Quanto ha impiegato a scrivere questo libro e a recuperare tutte le fonti possibili?
Sei mesi per lo studio e sei mesi per scriverlo
Si narra che la tomba del faraone, quando fu scoperta all’ultimo colpo di piccone dai due ricercatori dopo mesi di inutili scavi, quando ormai stavano per rinunciare, fosse stata già scoperta. E’ così?
Proprio così, e all’inizio del mio romanzo storico c’è proprio questo antefatto. Solo che chi la scoprì non riuscì a portare via gli oggetti pesanti, ne il sarcofago ne la maschera d’oro ne altro, ma solo oggetti piccoli. Sarebbero dovuti tornare con più persone nei giorni seguenti. Non tornarono più. E’ fu l’inizio della maledizione.
Maledizione che colpì lo stesso lord Carnarvon…
Si, perché lui morì in Egitto, al Cairo, ucciso da una vecchia puntura d’insetto sul viso che si era infettata. Testimonianze riportano che, al momento della morte ci fu un improvviso black out sulla città ed anche il suo cane, a Londra, dopo aver guaito a lungo, si accasciò al suolo. Da quel momento ci furono, in effetti, morti quanto meno sospette, legate a chi partecipò all’apertura della camera tombale.
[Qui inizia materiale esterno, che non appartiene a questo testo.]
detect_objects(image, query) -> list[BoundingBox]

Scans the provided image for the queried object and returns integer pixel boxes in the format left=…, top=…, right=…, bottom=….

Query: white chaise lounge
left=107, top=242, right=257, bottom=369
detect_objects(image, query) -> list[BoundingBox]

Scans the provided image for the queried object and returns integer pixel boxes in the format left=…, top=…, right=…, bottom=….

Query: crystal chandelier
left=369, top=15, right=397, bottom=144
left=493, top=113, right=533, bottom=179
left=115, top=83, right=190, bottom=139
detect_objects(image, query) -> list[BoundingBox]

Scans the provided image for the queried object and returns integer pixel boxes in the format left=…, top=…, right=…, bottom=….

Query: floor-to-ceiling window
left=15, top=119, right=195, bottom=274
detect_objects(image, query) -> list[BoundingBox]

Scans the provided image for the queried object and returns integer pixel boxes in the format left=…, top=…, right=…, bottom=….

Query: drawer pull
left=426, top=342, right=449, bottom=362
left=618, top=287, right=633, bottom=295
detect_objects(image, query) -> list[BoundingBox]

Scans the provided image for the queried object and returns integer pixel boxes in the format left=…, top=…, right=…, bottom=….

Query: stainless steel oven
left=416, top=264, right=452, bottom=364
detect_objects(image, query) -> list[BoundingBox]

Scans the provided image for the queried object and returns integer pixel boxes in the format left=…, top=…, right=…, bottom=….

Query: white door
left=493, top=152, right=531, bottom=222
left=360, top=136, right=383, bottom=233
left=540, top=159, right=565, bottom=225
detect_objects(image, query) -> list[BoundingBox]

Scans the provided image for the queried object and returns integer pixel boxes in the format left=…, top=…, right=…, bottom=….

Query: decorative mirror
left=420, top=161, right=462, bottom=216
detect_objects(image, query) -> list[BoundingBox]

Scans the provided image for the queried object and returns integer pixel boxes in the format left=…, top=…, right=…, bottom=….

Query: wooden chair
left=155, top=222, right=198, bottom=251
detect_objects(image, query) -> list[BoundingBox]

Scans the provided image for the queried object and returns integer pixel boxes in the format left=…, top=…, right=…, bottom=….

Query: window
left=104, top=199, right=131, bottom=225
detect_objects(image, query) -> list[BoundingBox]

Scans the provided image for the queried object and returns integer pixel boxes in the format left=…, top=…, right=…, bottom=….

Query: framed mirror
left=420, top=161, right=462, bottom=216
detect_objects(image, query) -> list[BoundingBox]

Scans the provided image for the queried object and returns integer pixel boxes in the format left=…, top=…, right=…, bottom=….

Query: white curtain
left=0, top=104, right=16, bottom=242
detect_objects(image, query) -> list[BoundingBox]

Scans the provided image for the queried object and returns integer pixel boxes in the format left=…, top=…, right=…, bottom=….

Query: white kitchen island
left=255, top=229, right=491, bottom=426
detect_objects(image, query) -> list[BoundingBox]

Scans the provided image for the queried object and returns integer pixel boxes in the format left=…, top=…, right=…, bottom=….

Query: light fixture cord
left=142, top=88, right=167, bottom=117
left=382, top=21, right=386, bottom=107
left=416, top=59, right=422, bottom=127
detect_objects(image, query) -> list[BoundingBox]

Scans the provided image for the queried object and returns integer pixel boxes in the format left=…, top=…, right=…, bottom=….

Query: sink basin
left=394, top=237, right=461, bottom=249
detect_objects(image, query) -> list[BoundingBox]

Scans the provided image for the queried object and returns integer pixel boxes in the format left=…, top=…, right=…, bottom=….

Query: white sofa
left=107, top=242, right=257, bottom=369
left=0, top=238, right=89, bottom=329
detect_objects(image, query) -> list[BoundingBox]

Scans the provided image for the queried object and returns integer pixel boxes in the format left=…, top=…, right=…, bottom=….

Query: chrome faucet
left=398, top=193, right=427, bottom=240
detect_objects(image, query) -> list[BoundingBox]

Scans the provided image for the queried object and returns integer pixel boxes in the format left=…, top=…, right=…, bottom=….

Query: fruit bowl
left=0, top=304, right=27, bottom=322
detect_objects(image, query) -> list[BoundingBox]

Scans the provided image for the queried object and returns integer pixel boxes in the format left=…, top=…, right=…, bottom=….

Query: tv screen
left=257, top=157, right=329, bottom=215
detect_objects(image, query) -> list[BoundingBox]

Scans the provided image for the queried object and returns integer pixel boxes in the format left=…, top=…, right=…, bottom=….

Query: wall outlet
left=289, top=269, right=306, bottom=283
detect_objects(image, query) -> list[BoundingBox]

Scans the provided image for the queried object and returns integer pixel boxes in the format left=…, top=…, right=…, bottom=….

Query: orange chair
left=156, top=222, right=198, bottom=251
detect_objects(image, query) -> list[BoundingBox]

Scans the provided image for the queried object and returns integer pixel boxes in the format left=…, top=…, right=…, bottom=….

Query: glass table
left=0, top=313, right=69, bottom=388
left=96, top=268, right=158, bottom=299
Si ipotizzò ogni sorta di spiegazione, dalle spore di funghi velenosi a muffe portatrici di sostanze tossiche che, alimentate dal caldo e dall’umidità del sottosuolo, avrebbero complicato lo stato di salute degli aventi accesso alla sepoltura. Spiegazioni molto più razionali vogliono invece tutto questo figlio di equivoci e coincidenze, le morti sarebbero avvenute per cause naturali negli anni successivi, anche se, è innegabile, la suggestione attorno a tutto questo rimane intatta dopo quasi 100 anni. Come potrebbe essere altrimenti?
Una maledizione che, si dice, che abbia colpito anche in Italia….
L’8 gennaio 2001 la contessa Francesca Vacca Agusta scompare. Il suo corpo verrà trovato in mare, al largo della Costa Azzurra, il 22 gennaio. Le indagini diranno che sarebbe morta cadendo dalla scogliera della sua villa di Portofino. La villa in questione, guarda caso, è Villa Altachiara a Portofino, proprio quella costruita dal Conte di Carnarvon, su modello della sua villa inglese, Highclere Castle, che per la cronaca è stata usata come set dalle serie tv Downtown Abbey.
Ma continua anche oggi secondo lei questa maledizione, o è solo una leggenda?
Ognuno la pensi come vuole. Qualcosa c’è, se si pensa che da qualche anno Villa Altachiara, teatro della morte della contessa Agusta, era diventata proprietà di un braccio destro di Putin. Ora però è stata “sequestrata” come tante altre in mano ai magnati russi in Italia. A suo modo dunque una maledizione.
Torniamo al romanzo: ci sarà un seguito?
Ci sto pensando. La vicenda dei papiri misteriosi che avrebbero potuto sconvolgere le religioni di tutto il mondo mi intriga sempre più. E poi ci sono in Egitto ancora tanti altri misteri, tombe da scoprire, rivelazioni storiche. Insomma, materia giusta per un altro romanzo storico.